ABBOTSFORD – A control zone was imposed on more than 50 commercial poultry farms in West Abbotsford last month following the discovery of highly pathogenic avian influenza at a local turkey farm, complicating the outlook for producers already under pressure from multiple supply chain issues.
“We’ve been meeting our chicken numbers so far as allocation and utilization numbers, and turkey and eggs are as well,” says Ray Nickel of the BC Poultry Association. “Everything is working, but it doesn’t get easier. It would be nice to have a little relief.”
The Canadian Food Inspection Agency established the zone east of 264 Street and south of Fraser Hwy. By press time, two local farms had tested positive.
The outbreak came just days after the province extended an order requiring commercial flocks to remain indoors until June 13 to protect them against the disease. Strict movement controls were put in place, including permits to ship live birds to market.
“We are still able to move birds to market; we’re still able to place birds. It just adds more layers that make it that much more difficult,” says Nickel. “This will affect hatcheries now, processing plants, feed companies. Everybody requires a movement permit.”
The Fraser Valley is home to 80% of the province’s poultry farms.
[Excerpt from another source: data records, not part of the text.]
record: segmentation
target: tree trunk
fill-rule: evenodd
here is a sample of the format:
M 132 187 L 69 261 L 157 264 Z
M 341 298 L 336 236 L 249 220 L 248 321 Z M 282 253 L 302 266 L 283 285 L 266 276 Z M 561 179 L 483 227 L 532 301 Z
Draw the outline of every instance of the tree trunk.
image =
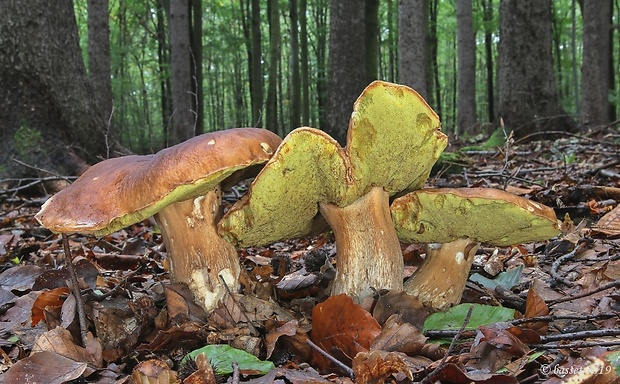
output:
M 263 69 L 262 69 L 262 43 L 260 31 L 260 1 L 251 0 L 251 36 L 252 36 L 252 65 L 250 68 L 252 94 L 252 124 L 262 127 L 263 111 Z
M 498 118 L 515 137 L 574 128 L 555 84 L 550 0 L 500 3 L 498 83 Z
M 7 0 L 0 36 L 0 179 L 49 176 L 13 158 L 72 175 L 86 165 L 81 159 L 116 155 L 86 76 L 73 3 Z
M 191 0 L 192 4 L 192 27 L 191 27 L 191 85 L 192 85 L 192 110 L 196 115 L 196 135 L 205 132 L 205 107 L 202 84 L 202 0 Z M 225 127 L 211 127 L 211 129 L 224 129 Z
M 289 71 L 291 73 L 291 128 L 297 128 L 301 124 L 301 77 L 299 72 L 299 17 L 297 13 L 297 0 L 289 0 L 291 17 L 291 61 Z
M 415 89 L 428 100 L 431 97 L 427 0 L 398 2 L 398 76 L 399 82 Z
M 495 70 L 493 68 L 493 1 L 482 0 L 482 18 L 484 20 L 484 55 L 487 74 L 487 111 L 489 121 L 495 118 Z
M 269 0 L 269 74 L 266 128 L 278 132 L 278 63 L 280 62 L 280 11 L 278 0 Z
M 299 0 L 299 40 L 301 58 L 301 125 L 310 125 L 310 73 L 308 71 L 308 0 Z
M 159 91 L 161 92 L 161 122 L 163 126 L 164 147 L 170 146 L 170 118 L 172 116 L 172 86 L 170 84 L 170 47 L 166 41 L 165 0 L 157 0 L 157 69 L 159 71 Z
M 583 4 L 582 122 L 589 126 L 611 121 L 608 96 L 612 5 L 605 0 Z
M 327 0 L 317 0 L 314 7 L 316 26 L 316 93 L 319 108 L 318 127 L 327 127 Z
M 353 103 L 367 85 L 364 7 L 331 0 L 326 131 L 345 145 Z
M 88 72 L 108 135 L 113 135 L 109 19 L 108 0 L 88 0 Z
M 194 136 L 190 54 L 189 0 L 170 2 L 170 67 L 172 69 L 172 144 Z
M 366 83 L 379 76 L 379 0 L 365 1 Z
M 458 107 L 456 126 L 460 133 L 474 134 L 476 126 L 476 34 L 471 0 L 457 0 Z

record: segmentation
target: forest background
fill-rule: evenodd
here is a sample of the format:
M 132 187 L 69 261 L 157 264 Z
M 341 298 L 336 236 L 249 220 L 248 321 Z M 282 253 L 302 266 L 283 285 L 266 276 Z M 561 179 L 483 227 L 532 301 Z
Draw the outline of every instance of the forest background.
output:
M 39 4 L 40 3 L 40 4 Z M 374 79 L 452 138 L 616 120 L 617 1 L 33 0 L 0 16 L 0 176 L 79 173 L 202 132 L 312 126 L 344 143 Z

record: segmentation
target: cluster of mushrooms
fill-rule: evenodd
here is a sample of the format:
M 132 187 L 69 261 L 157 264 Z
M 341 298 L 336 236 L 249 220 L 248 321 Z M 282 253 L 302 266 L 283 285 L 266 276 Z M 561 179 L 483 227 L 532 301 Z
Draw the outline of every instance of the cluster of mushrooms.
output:
M 323 131 L 281 140 L 266 129 L 203 134 L 147 156 L 92 166 L 37 220 L 57 233 L 106 235 L 154 216 L 173 281 L 207 311 L 239 289 L 237 247 L 334 232 L 332 295 L 405 290 L 435 309 L 458 303 L 480 242 L 504 246 L 559 233 L 554 211 L 505 191 L 423 189 L 447 145 L 414 90 L 375 81 L 354 104 L 343 148 Z M 222 190 L 254 177 L 226 213 Z M 403 284 L 400 242 L 428 243 Z

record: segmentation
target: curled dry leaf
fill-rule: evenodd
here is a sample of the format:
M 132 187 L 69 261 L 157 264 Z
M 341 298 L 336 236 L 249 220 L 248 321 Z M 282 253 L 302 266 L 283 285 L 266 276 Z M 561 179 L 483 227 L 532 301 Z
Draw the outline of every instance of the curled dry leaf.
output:
M 135 383 L 177 384 L 175 371 L 161 360 L 147 360 L 136 365 L 131 375 Z
M 360 352 L 353 359 L 353 371 L 357 384 L 382 384 L 395 375 L 398 381 L 413 380 L 407 364 L 406 355 L 398 352 L 371 351 Z
M 409 356 L 418 354 L 426 343 L 427 338 L 418 328 L 402 321 L 400 315 L 392 315 L 385 322 L 381 333 L 370 347 L 372 350 L 386 352 L 402 352 Z

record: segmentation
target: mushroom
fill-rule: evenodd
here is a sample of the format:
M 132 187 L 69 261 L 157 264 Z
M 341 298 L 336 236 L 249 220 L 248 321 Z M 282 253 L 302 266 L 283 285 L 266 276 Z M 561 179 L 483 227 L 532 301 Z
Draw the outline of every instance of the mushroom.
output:
M 216 232 L 222 183 L 258 168 L 281 142 L 237 128 L 196 136 L 146 156 L 104 160 L 43 204 L 36 219 L 57 233 L 106 235 L 155 215 L 173 281 L 187 283 L 207 311 L 238 290 L 237 252 Z
M 220 234 L 239 246 L 262 245 L 305 236 L 324 219 L 336 238 L 332 295 L 361 301 L 372 288 L 402 289 L 389 198 L 424 185 L 447 145 L 439 127 L 414 90 L 375 81 L 354 104 L 346 148 L 317 129 L 292 131 L 224 215 Z
M 461 300 L 480 242 L 507 246 L 560 232 L 553 209 L 491 188 L 420 189 L 395 199 L 391 213 L 399 239 L 430 243 L 404 289 L 439 310 Z

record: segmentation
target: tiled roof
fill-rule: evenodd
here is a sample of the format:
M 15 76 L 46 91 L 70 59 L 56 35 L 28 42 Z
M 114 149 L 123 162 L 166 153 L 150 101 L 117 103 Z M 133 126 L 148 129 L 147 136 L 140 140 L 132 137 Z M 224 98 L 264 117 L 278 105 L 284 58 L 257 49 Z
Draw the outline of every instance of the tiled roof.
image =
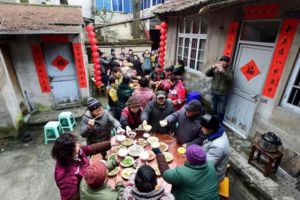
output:
M 74 33 L 82 24 L 77 6 L 0 4 L 0 34 Z

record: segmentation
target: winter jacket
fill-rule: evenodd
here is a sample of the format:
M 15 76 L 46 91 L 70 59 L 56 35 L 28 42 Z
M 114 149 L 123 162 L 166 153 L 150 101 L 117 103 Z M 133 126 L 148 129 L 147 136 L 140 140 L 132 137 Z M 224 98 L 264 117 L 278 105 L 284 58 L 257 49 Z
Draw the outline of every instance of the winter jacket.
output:
M 230 144 L 223 127 L 215 133 L 207 135 L 203 142 L 207 160 L 211 160 L 216 168 L 219 182 L 225 177 L 228 161 Z
M 160 71 L 160 72 L 153 71 L 150 74 L 150 79 L 154 82 L 161 81 L 161 80 L 165 79 L 165 73 L 163 71 Z
M 172 185 L 171 193 L 180 200 L 218 200 L 218 180 L 210 161 L 202 165 L 185 162 L 183 166 L 168 169 L 163 154 L 158 154 L 157 164 L 163 179 Z
M 178 122 L 178 127 L 175 131 L 178 144 L 202 144 L 205 136 L 200 131 L 200 118 L 201 114 L 188 118 L 185 115 L 184 107 L 166 118 L 168 124 Z
M 110 140 L 110 132 L 113 128 L 121 127 L 120 122 L 116 120 L 110 113 L 104 111 L 102 116 L 95 119 L 94 126 L 89 129 L 88 121 L 93 119 L 90 111 L 87 111 L 81 121 L 80 134 L 86 138 L 87 144 Z
M 143 69 L 142 69 L 142 63 L 139 60 L 133 60 L 133 69 L 136 70 L 136 75 L 137 76 L 143 76 Z
M 174 66 L 174 70 L 173 70 L 173 74 L 175 76 L 183 76 L 184 75 L 184 65 L 175 65 Z
M 228 66 L 224 73 L 215 72 L 212 67 L 205 70 L 208 77 L 212 77 L 211 92 L 216 95 L 229 95 L 232 87 L 233 70 Z
M 108 105 L 110 108 L 115 108 L 117 106 L 118 96 L 117 96 L 117 85 L 111 84 L 107 86 L 107 98 L 108 98 Z
M 175 110 L 182 108 L 185 102 L 186 90 L 181 80 L 171 87 L 168 98 L 172 100 Z
M 175 130 L 175 123 L 168 124 L 166 127 L 161 127 L 159 121 L 164 120 L 174 112 L 174 106 L 171 102 L 166 101 L 162 106 L 159 105 L 156 100 L 152 100 L 143 110 L 141 120 L 142 122 L 146 120 L 148 124 L 152 126 L 153 132 L 170 133 L 171 130 Z
M 79 199 L 79 184 L 90 165 L 87 156 L 108 151 L 110 148 L 110 142 L 82 146 L 79 150 L 78 159 L 68 164 L 68 166 L 56 162 L 54 178 L 60 190 L 61 200 Z
M 164 188 L 147 193 L 140 192 L 134 185 L 134 179 L 135 173 L 130 176 L 120 200 L 175 200 L 174 196 L 165 191 Z
M 146 105 L 153 99 L 155 99 L 155 94 L 149 88 L 138 88 L 134 91 L 134 96 L 138 98 L 142 108 L 145 108 Z
M 109 60 L 107 60 L 105 57 L 100 58 L 100 63 L 101 63 L 101 73 L 106 74 L 107 71 L 109 70 Z
M 121 112 L 126 107 L 127 100 L 132 95 L 133 89 L 127 84 L 120 84 L 117 89 L 118 102 L 116 106 L 115 116 L 120 120 Z
M 130 112 L 128 107 L 122 110 L 120 123 L 123 128 L 129 126 L 132 130 L 136 129 L 141 123 L 142 108 L 137 113 Z
M 99 189 L 90 188 L 84 179 L 80 183 L 80 200 L 118 200 L 124 186 L 117 185 L 116 189 L 112 189 L 106 183 Z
While producers have followed red-level biosecurity measures since early April to reduce the risk of disease transmission, the federal measures will increase the pressure on producers in the heart of the province’s poultry sector.
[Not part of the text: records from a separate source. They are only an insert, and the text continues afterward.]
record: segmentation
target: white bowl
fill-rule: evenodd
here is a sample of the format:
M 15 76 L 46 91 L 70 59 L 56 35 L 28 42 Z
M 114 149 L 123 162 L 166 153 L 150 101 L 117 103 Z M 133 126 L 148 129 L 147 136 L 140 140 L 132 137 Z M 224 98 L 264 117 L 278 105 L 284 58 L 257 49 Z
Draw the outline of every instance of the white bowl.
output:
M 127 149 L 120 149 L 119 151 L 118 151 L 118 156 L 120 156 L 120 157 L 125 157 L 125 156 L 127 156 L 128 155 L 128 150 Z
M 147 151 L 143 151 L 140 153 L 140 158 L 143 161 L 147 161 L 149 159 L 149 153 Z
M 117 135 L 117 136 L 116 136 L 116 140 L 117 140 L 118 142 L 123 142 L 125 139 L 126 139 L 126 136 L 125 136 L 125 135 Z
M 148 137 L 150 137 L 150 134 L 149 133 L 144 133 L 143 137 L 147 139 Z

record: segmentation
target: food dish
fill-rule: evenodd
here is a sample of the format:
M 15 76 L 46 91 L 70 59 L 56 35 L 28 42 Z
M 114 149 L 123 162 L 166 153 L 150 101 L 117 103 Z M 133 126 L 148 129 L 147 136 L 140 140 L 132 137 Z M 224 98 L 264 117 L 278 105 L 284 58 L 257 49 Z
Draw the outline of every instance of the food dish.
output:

“We have our work cut out for us in self-managing some of this movement control stuff, and it will create a significant burden on the industry,” says Nickel.
Controls remain in place until CFIA signs off on the cleaning and disinfection of subject farms and completes post-outbreak testing surveillance. This will not happen for any of the affected premises until early June at the earliest.
There is no known cause for the outbreak in Abbotsford. All birds were kept indoors, and the farm was under quarantine for five days prior to the outbreak announcement.
“[There’s] this ongoing uncertainty as to why this is happening, because we’re following protocols and rules yet we still seem to be getting outbreaks,” says Nickel.
To date, 12 flocks in BC have tested positive with more than 60,000 birds affected. All but three of the flocks are considered small flocks, which are not required to be kept indoors.
Speaking to Country Life in BC, federal agriculture minister Marie-Claude Bibeau emphasized the need of backyard flocks to follow proper biosecurity protocols.
“It’s important to remind those who have these backyard flocks to be extremely careful,” she says. “The big commercial installations know about all these biosecurity measures, but some smaller ones don’t necessarily have these measures in place.”
The ongoing provincial order in BC allows small-lot growers to continue pasturing birds outdoors provided they adhere to biosecurity protocols drafted by the Small-Scale Meat Producers Association.
The province has pointed to migratory birds as key players in the infection of farms. By keeping birds indoors, farmers aim to reduce risk of transmission between wild and domestic flocks.
A wild bird surveillance program tests about 1,200 birds a year and 400 sediment samples, but in extending the provincial order to June 13, the province’s deputy chief veterinarian said additional measures may be required.
“The B.C. Poultry Association (BCPA) has introduced the highest biosecurity ‘code Red’ standards to support producers taking actions in limiting the spread of the virus,” the order states. “In addition to the actions being taken by the BCPA, further government actions to limit direct contact between wild birds and commercial poultry are warranted.”
The original order was meant to extend until the end of the migratory season. While additional outbreaks changed those plans, Nickel welcome the arrival of warm weather at the end of May following a cool, damp spring.
“The good news is it’s warming up, so hopefully this summertime weather will bring some of this to an end,” he says.